Bringing the power of Central Bank Digital Currencies to everyone
For some time now, we have been hearing about CBDC, or Central Bank Digital Currency, on an almost daily basis. The purpose of this article is to explain CBDC in very simple terms, together with what kind of “financial animal” CBDC is, why it has been grabbing so many headlines lately as well as some of its major potential implications for the financial eco-system.
The past few years have witnessed many innovations designed to revolutionize money. First in 2009, Bitcoin offered a vision of a money free from any centralizing authority, managed instead by computer code and algorithms. However, it continues to be subject to massive volatility, preventing it from becoming a means of exchange for the masses. This is precisely the reason why the private sector came up with “stablecoins”, the most emblematic being Facebook’s now defunct cryptocurrency Diem.
Faced with this new competition, central banks, which have traditionally been responsible for issuing currency could not just sit on their hands and they began working on central bank digital currency, with the promise of delivering an innovative, digital form of cash (e-cash) with all the guarantees of money that is actually issued by a central bank. This is a massive initiative and “two-thirds of central banks consider that they may issue retail CBDC in either the short- or medium-term” according to the Bank for International Settlements (BIS).
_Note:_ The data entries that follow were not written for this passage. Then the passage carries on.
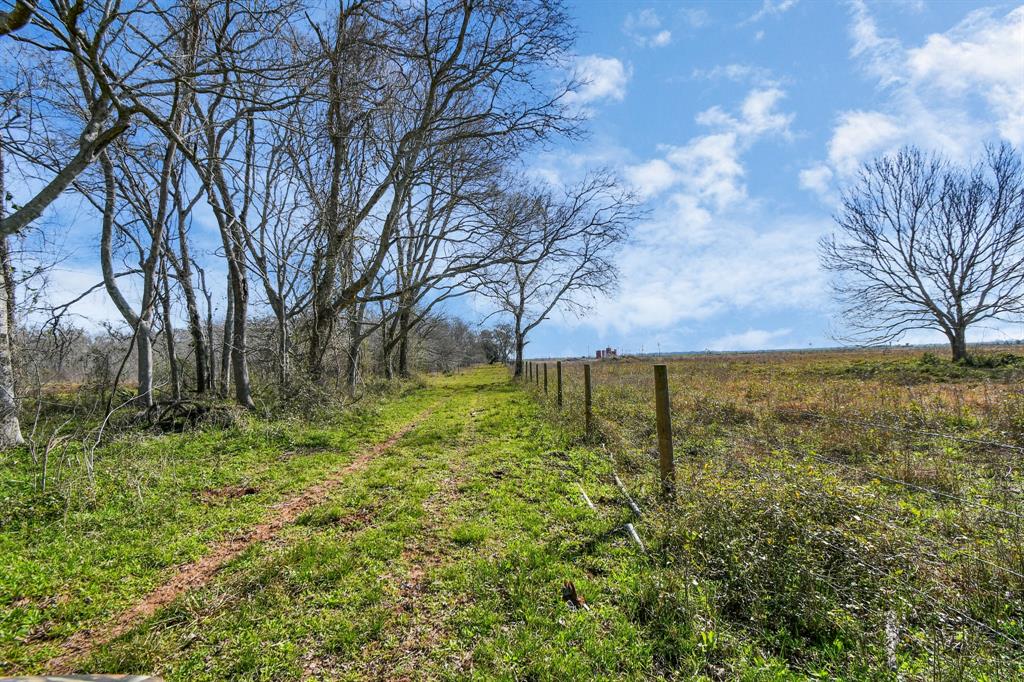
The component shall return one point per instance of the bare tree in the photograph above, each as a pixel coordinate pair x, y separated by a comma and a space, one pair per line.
446, 73
498, 343
925, 244
561, 251
93, 55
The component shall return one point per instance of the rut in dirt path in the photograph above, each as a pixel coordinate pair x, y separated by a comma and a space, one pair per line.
201, 571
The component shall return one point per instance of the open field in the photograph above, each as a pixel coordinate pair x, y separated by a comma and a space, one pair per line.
852, 512
428, 535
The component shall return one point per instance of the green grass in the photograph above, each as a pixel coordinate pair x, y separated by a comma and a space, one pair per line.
78, 555
444, 557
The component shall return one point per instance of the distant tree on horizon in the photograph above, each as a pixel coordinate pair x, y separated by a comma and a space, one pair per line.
926, 244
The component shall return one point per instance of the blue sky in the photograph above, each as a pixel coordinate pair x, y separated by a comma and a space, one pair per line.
737, 122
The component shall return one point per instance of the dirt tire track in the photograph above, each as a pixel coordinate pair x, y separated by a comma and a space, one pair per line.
201, 571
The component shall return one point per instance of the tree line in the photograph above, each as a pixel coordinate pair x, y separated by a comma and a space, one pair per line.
356, 167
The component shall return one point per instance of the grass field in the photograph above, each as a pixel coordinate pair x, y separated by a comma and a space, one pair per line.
798, 546
853, 513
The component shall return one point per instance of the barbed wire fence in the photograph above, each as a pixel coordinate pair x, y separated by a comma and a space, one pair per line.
954, 626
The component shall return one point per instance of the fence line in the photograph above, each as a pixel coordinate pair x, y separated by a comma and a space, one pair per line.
945, 611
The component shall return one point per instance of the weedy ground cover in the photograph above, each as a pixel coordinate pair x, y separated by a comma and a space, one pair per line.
851, 513
113, 522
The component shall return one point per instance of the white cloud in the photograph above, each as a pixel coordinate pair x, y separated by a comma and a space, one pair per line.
600, 78
738, 73
646, 30
859, 135
708, 167
694, 17
771, 8
709, 248
652, 177
983, 56
816, 178
952, 93
752, 339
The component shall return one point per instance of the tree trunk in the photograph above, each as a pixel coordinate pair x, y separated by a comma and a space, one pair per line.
282, 347
957, 343
172, 358
182, 271
227, 341
210, 354
354, 344
240, 365
143, 345
403, 329
10, 429
520, 344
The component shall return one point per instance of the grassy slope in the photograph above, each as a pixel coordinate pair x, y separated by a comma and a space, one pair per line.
152, 509
443, 559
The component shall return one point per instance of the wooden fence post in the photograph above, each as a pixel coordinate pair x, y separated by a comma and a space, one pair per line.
663, 408
558, 383
587, 398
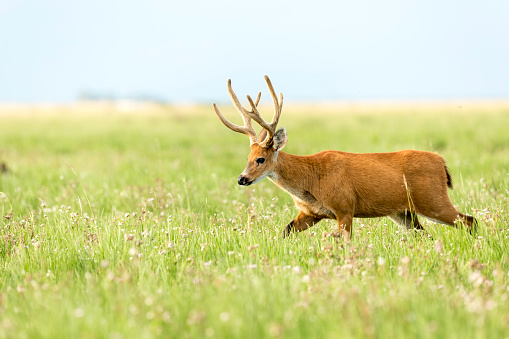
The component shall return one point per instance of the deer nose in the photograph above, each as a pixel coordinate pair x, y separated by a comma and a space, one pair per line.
242, 180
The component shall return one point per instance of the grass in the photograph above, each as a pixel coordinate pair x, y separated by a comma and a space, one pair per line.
131, 224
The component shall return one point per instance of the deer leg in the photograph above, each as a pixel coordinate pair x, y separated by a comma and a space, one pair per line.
345, 226
407, 219
301, 223
449, 215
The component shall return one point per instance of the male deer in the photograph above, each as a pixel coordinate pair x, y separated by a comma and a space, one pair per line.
339, 185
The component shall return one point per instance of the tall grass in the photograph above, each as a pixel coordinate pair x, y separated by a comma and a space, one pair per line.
132, 225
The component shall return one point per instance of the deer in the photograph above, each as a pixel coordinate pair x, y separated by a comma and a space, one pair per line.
341, 186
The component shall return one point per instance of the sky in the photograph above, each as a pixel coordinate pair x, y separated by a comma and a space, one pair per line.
54, 51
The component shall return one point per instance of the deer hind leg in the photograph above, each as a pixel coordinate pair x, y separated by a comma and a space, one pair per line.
301, 223
450, 216
407, 219
345, 226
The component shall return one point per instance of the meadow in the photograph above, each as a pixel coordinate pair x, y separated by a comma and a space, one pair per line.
123, 223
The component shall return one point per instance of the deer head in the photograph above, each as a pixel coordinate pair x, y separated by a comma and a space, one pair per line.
262, 160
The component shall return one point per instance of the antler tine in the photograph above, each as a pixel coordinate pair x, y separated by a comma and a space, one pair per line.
247, 129
278, 106
236, 128
255, 115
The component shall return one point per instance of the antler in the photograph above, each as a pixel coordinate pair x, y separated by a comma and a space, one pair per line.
247, 129
253, 114
278, 106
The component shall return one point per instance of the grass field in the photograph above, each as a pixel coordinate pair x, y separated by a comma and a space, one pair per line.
131, 224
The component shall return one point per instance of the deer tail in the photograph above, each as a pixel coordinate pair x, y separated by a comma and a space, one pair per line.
449, 179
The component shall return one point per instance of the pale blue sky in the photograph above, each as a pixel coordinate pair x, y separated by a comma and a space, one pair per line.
185, 50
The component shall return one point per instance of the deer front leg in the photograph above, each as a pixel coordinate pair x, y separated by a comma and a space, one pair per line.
301, 223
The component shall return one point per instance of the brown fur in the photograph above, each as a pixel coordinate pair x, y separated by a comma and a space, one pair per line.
342, 186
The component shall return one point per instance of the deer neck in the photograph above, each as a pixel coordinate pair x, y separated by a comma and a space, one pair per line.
290, 173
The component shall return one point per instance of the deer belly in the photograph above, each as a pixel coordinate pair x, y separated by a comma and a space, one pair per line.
310, 206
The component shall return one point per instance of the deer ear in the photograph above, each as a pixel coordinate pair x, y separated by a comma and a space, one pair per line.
280, 138
262, 136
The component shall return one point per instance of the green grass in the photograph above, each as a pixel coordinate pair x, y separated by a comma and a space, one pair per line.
129, 225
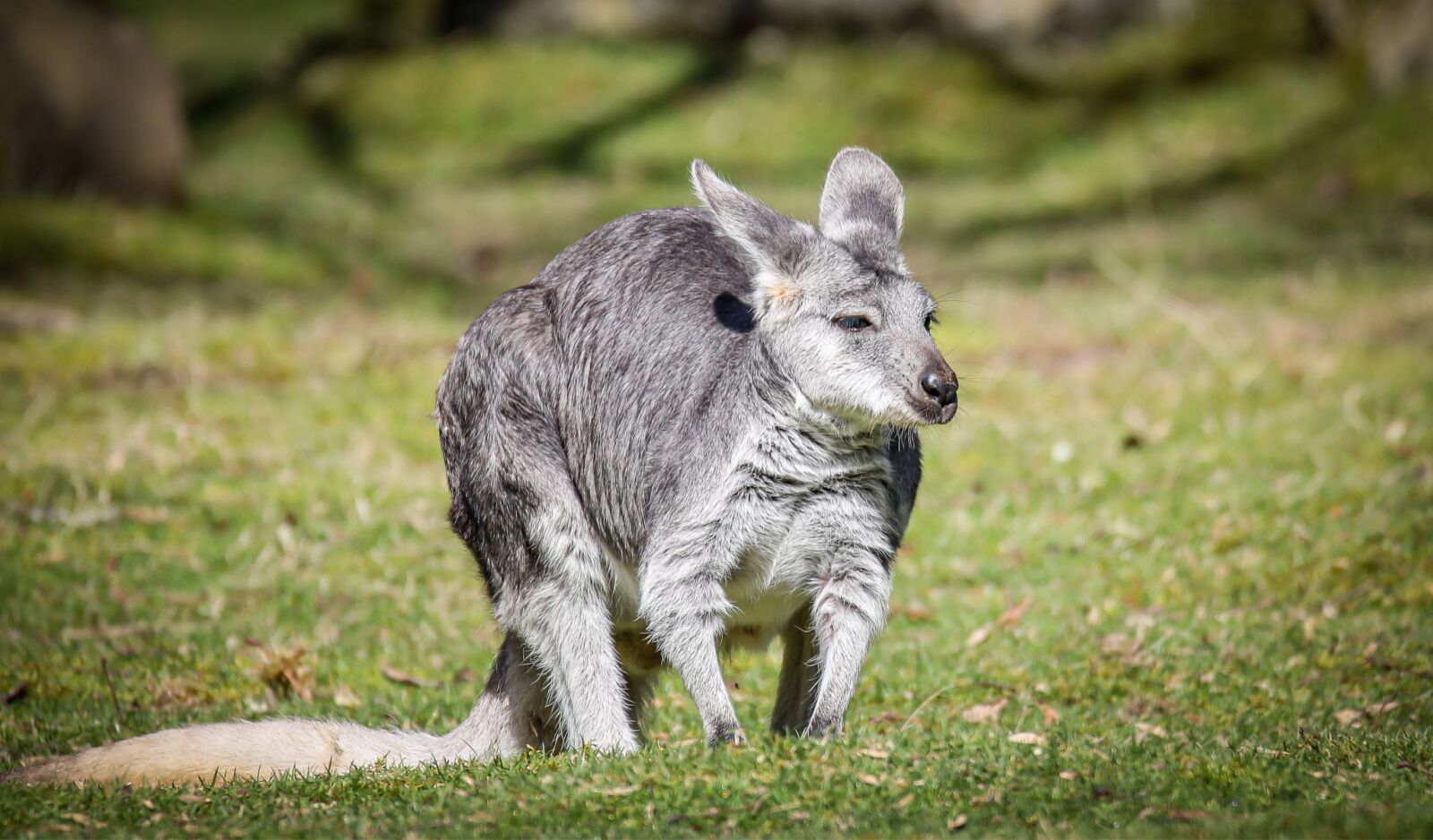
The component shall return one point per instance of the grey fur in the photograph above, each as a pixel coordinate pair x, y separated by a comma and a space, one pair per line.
665, 445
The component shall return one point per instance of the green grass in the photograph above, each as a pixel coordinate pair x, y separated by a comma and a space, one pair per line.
1193, 331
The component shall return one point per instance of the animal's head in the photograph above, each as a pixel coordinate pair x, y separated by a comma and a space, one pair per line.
836, 307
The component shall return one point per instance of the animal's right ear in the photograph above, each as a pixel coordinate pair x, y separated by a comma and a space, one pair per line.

Another factor that has probably made central banks intensify their CBDC efforts is the rapid decrease in the use of cash in different parts of the world. Today, unbanked populations—and there is a significant unbanked population even in the most developed parts of the world—participate in the economy by getting paid in and paying with cash, making them completely dependent upon cash. But in a future where cash has disappeared from use, these populations will be completely excluded from the economy. However, if there was an electronic form of cash – e-cash – that citizens could access and use without having a bank account (in the same way they can access physical cash without having a bank account today), these populations could continue to participate in an economy without physical cash.
Let’s continue our Central Bank Digital Currency journey by comparing it to stablecoins and tokens like Bitcoin. The key distinctions here are liability and stability:
Another potential impact of CBDC could be the financing of commercial bank loans. A commercial bank typically uses deposits to extend loans to its customers. This is the fractional reserve system, responsible for the bulk of money created in our economies. However, there is a risk that when CBDCs are introduced, consumers will prefer to hold their deposits in this new form of e-cash rather than with banks. This would mean that commercial bank balance sheets would be reduced by the amount of present-day deposits that will be “replaced by” CBDC/e-cash in the future. This in turn would mean less credit – or more expensive credit – and have a serious impact on the economy. Central banks are very much aware of this issue and are factoring it into their design, for example by ensuring that CBDC bears no interest, or by limiting the maximum amount an individual can hold to prevent disintermediation from occurring.
The originality of CBDC, issued by central bank, is its public money nature. Compared to money not issued by a central authority, or commercial money, CBDC is a public good, serving the public interest. This means that it should function as an instrument of sovereignty and foster financial inclusion everywhere, both in developed and emerging economies; no one should be left behind and e-cash should be made available to everyone, regardless of wealth or degree of tech literacy. CBDC can also facilitate government initiatives to distribute benefits or stimulus payments. By harnessing the benefits of programmable money, it can choose to issue cash that may only be used at certain merchants, or for a certain time.
The payment guru Dave Birch often makes this important claim. A key characteristic of cash today is that you can transact anywhere, anytime. Whereas other means of payment may fail due to a system outage or a lack of network coverage – or worse, a natural disaster – cash cannot fail. Users know they can transact freely at any time. All central banks agree that CBDC must replicate this key feature and are working on tech solutions to ensure ironclad security for offline transactions while preventing unauthorized money creation or double spending.
The number one concern raised by people and businesses around the world is how a CBDC system can protect privacy. Cash today is anonymous. Fortunately, there are a number of tech solutions available to solve this issue. First, in a CBDC intermediated model, the central bank would not have visibility over individual transactions and balances, and only user’s commercial bank would have access to this information. Second, there are technological ways of achieving complete anonymity and preventing any traceability for smaller amounts, if central banks so choose. This would allow them to “grandfather” this benefit of cash for limited amounts, striking the right balance between privacy and combating money laundering. Researchers are also exploring even more efficient innovative techniques for protecting privacy, such as zero-knowledge proofs.
With 90% of the world’s central banks exploring CBDCs, the potential implications for the current financial eco-system are massive. Today, we use a plethora of payment solutions day in, day out, and it seems fair to assume that we will also use various types of currencies in the future. We hope that this short article has “demystified” CBDC a little as we rush headlong towards the banking and payment systems of the future.